Record Prototype Definition
The Protobuf prototype of the record file is defined as follows:
message SingleLayerRecord {
optional float scale_d = 1;
optional int32 offset_d = 2;
repeated float scale_w = 3;
repeated int32 offset_w = 4;
repeated uint32 shift_bit = 5;
optional uint32 channels = 6;
optional uint32 height = 7;
optional uint32 width = 8;
optional bool skip_fusion = 9 [default = false];
}
message ScaleOffsetRecord {
message MapFiledEntry {
optional string key = 1;
optional SingleLayerRecord value = 2;
}
repeated MapFiledEntry record = 1;
}
The parameters are described as follows.
Message |
Required |
Type |
Parameter |
Description |
|---|---|---|---|---|
ScaleOffsetRecord |
- |
- |
- |
Map structure. The discrete map structure is used to ensure compatibility. |
repeated |
MapFiledEntry |
record |
Quantization factor record per layer, consisting of two members:
|
|
SingleLayerRecord |
- |
- |
- |
Quantization factors. |
optional |
float |
scale_d |
Scale factor for activation quantization. Only unified activation quantization is supported. |
|
optional |
int32 |
offset_d |
Offset factor for activation quantization; only unified activation quantization is supported. |
|
repeated |
float |
scale_w |
Scale factor for weight quantization.
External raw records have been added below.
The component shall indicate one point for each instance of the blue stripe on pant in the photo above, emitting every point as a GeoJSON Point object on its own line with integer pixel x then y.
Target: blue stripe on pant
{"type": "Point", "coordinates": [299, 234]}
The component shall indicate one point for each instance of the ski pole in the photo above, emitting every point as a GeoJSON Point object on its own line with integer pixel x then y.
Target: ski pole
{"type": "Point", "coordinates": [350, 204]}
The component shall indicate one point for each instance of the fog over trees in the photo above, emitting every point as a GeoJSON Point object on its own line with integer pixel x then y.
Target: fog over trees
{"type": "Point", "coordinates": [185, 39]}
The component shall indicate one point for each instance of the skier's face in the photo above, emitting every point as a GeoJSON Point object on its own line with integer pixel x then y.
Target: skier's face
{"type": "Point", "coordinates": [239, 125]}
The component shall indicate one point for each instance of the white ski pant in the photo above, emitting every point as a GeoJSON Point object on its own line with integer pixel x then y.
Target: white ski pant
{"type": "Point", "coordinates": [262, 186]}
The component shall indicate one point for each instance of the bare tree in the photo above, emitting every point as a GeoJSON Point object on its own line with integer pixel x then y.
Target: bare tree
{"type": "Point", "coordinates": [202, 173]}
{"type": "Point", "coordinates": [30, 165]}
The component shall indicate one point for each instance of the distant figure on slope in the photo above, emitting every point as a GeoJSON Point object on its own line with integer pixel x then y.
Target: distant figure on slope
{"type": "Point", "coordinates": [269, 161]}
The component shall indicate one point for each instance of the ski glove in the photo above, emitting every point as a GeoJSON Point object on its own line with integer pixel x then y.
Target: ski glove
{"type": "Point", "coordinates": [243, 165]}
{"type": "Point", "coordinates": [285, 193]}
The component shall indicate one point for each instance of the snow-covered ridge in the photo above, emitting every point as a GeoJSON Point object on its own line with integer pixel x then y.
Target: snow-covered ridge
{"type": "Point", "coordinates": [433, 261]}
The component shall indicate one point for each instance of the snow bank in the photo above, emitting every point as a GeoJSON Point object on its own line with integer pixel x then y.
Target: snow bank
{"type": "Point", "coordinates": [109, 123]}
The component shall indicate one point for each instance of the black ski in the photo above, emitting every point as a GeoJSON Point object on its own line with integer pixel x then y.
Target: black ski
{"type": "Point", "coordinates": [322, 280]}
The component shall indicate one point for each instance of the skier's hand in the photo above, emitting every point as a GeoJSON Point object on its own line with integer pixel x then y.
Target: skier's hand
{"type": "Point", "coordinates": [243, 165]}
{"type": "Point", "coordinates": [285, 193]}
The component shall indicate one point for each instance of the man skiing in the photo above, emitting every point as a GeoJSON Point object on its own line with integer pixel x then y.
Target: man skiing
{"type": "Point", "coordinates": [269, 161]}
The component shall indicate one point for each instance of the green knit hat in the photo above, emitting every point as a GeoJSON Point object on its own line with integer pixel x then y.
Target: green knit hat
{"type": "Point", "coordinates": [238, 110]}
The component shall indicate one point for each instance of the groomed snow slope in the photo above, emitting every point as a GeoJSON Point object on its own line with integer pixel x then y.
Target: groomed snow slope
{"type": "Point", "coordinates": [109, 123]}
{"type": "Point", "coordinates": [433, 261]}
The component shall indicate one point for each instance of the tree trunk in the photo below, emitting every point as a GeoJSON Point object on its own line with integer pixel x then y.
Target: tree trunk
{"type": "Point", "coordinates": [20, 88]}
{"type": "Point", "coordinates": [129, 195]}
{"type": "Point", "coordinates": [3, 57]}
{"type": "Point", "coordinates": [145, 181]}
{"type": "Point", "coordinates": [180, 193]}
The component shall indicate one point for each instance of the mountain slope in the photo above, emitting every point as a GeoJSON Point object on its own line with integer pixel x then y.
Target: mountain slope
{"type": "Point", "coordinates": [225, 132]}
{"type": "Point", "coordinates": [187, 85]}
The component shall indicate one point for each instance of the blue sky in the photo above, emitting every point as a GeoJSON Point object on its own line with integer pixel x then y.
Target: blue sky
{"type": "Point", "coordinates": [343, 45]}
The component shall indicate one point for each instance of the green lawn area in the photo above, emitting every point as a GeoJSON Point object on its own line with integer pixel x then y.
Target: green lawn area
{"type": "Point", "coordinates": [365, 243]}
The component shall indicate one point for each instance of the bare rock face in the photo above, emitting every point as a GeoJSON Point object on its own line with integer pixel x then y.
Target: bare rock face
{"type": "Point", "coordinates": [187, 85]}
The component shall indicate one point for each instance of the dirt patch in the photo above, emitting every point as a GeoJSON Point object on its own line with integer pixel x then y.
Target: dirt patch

Two quantization modes are supported: scalar (uniformly quantizing the weight of the current layer) and vector (quantizing the weight of the current layer channel-wise). Channel-wise quantization applies only to the Conv2D, DepthwiseConv2dNative, and Conv2DBackpropInput layers. |
|
repeated |
int32 |
offset_w |
Offset factor for weight quantization. Similar to scale_w, it also supports scalar and vector modes and the dimension configuration must be the same as that of scale_w. Currently, weight quantization with offset is not supported, and offset_w must be 0. |
|
repeated |
uint32 |
shift_bit |
Shift factor. Reserved for the convert_model API. |
|
optional |
uint32 |
channels |
Size of the input channel dimension. AMCT does not support network-wide infer_shape. Therefore, you must configure the input shape information of the current layer. |
|
optional |
uint32 |
height |
Size of the input height dimension. AMCT does not support network-wide infer_shape. Therefore, you must configure the input shape information of the current layer. |
|
optional |
uint32 |
width |
Size of the input width dimension. AMCT does not support network-wide infer_shape. Therefore, you must configure the input shape information of the current layer. |
|
optional |
bool |
skip_fusion |
Whether to skip Conv+BN+Scale+Bias, Deconv+BN+Scale+Bias, BN+Scale+Conv, and FC+BN+Scale+Bias fusion at the current layer. Defaults to false, which indicates performing the preceding fusion types. |
Beware that the Protobuf protocol does not report an error if you have updated optional fields more than once. As such, the most recent settings are used.
Record Files
The format of a generated record file is record.txt. Configure the following parameters for general quantization layers: scale_d, offset_d, scale_w, offset_w, channels, height, width, and shift_bit. The scale_w and offset_w parameters are unavailable for AVE Pooling since the layer has no weight. Here is an example of a quantization factor record file:
record {
key: "conv1"
value: {
scale_d: 0.01424
offset_d: -128
scale_w: 0.43213
scale_w: 0.78163
scale_w: 1.03213
offset_w: 0
offset_w: 0
offset_w: 0
shift_bit: 1
shift_bit: 1
shift_bit: 1
channels:3
height: 144
width: 144
skip_fusion: true
}
}
record {
key: "pool1"
value: {
scale_d: 0.532532
offset_d: 13
channels:256
height: 32
width: 32
}
}
record {
key: "fc1"
value: {
scale_d: 0.37532
offset_d: -67
scale_w: 0.876221
offset_w: 0
shift_bit: 1
channels:1024
height: 1
width: 1
}
}